Inicié en Unimetmun en 2017, cuando se conocía como Embajadores Comunitarios. No resalté ese año 2017-2018, pero conocí y aprendí bastantes cosas que en mi vida habría aprendido; ejercí esos conocimientos en mi primer Modelo de Naciones Unidas: Ciamun 2018, debo decir que sentí miedo, euforia y pavor, para el transcurso de tres días, sentía impotencia al no poder asistir el tercer y último día. Ese trimestre marcó mi año, ahora nuevamente debía realizar las pruebas para entrar en un período Unimetmun 2018-2019.

Para cuando finalizó el proceso de selección y logré entrar nuevamente, sentí una emoción indescriptible, iba a darlo todo, y así fue. Tras subir mi autoestima, pasar por un momento complicado en mi vida y reforzar lo que ya conocía, estaba más que listo para darlo todo en el nuevo reto que se me avecinaba: El Venezuelan International Model United Nations (Vimun). Antes de Vimun, por sus siglas en inglés, escuché que este modelo era un peso pesado en el mundo de modelos intercolegiales, no me esperé menos de la imagen prevista del modelo.

Los tres días, fascinantes y duros, mi compañero y nuestro faculty, me suplieron y ayudaron en los momentos duros.
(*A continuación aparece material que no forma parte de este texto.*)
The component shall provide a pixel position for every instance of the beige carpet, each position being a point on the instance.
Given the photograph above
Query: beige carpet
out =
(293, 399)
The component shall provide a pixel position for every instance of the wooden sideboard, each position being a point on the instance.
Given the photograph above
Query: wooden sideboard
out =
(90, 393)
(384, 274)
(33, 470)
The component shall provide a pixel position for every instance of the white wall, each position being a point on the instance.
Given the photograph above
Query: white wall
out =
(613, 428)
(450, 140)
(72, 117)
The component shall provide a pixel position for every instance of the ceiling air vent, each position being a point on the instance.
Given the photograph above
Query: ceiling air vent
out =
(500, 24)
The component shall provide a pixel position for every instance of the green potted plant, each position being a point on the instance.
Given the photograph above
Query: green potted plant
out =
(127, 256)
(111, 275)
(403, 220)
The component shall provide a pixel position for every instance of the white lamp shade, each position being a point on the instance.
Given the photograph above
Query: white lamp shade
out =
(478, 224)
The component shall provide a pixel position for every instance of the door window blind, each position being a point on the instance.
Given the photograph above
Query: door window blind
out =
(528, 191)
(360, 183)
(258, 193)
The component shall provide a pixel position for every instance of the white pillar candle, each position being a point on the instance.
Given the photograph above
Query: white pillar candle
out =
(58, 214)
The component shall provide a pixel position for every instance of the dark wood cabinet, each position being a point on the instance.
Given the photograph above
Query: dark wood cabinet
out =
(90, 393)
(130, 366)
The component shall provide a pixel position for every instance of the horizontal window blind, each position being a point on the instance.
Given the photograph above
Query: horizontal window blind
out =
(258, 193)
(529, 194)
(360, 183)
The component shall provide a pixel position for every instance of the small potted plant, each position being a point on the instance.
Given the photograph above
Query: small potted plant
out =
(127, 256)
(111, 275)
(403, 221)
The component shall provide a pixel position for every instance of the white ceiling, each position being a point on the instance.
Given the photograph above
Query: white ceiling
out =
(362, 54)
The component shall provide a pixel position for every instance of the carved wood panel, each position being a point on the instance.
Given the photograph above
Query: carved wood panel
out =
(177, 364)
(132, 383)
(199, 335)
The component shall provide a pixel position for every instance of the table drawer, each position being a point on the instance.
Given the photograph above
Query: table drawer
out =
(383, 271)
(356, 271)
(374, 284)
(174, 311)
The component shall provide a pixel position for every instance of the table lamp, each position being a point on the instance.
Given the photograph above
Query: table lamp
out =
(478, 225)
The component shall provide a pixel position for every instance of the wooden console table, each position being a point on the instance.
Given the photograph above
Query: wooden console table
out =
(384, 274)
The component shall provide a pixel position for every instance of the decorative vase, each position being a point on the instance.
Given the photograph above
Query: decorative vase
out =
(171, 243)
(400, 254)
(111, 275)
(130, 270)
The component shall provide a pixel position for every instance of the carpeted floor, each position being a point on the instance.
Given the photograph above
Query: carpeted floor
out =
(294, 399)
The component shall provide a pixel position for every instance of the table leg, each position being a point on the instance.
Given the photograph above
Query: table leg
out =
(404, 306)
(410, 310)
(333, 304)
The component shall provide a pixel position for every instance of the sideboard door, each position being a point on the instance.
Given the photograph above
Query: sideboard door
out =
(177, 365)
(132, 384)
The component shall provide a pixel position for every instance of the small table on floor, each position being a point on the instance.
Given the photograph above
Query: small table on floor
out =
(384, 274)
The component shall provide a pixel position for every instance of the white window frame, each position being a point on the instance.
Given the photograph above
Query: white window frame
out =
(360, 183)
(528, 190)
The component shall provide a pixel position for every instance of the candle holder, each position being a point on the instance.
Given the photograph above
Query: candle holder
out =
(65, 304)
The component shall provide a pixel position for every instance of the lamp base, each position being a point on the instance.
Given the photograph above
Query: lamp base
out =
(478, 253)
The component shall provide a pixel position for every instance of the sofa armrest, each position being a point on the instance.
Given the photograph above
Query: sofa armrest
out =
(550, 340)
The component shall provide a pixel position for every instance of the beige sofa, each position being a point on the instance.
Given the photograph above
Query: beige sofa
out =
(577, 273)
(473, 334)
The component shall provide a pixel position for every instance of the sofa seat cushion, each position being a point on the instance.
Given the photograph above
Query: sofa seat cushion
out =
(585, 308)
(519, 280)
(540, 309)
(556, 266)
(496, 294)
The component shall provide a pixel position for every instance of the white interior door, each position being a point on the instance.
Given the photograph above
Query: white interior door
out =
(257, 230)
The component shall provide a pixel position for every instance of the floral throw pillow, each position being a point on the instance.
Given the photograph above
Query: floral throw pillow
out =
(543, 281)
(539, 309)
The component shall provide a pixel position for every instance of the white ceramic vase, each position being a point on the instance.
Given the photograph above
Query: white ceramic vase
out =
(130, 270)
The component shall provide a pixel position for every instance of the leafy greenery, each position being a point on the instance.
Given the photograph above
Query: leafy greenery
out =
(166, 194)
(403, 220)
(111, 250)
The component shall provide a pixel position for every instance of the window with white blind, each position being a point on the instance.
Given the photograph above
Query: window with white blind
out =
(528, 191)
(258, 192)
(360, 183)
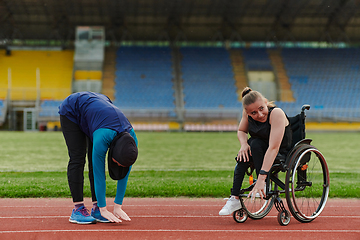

Al tercer día, al cual sí pude asistir, nos animamos y esforzamos, eso nos dio a mí y a mi compañero una mención verbal, cosa que nos llenó de alegría. Después de esto me fui con una enseñanza que plasmé en una frase: “Cae con potencia, pero levántate con fuerza”, esto quería decir el bajón que me dio en pleno comité y demostrar voluntad para seguir.

Algo resaltante para finalizar, es que hay más que palabras para describir este año, fue tan único como el anterior y mejor cada vez.

 

*Sociólogo. Miembro del Consejo de Redacción SIC.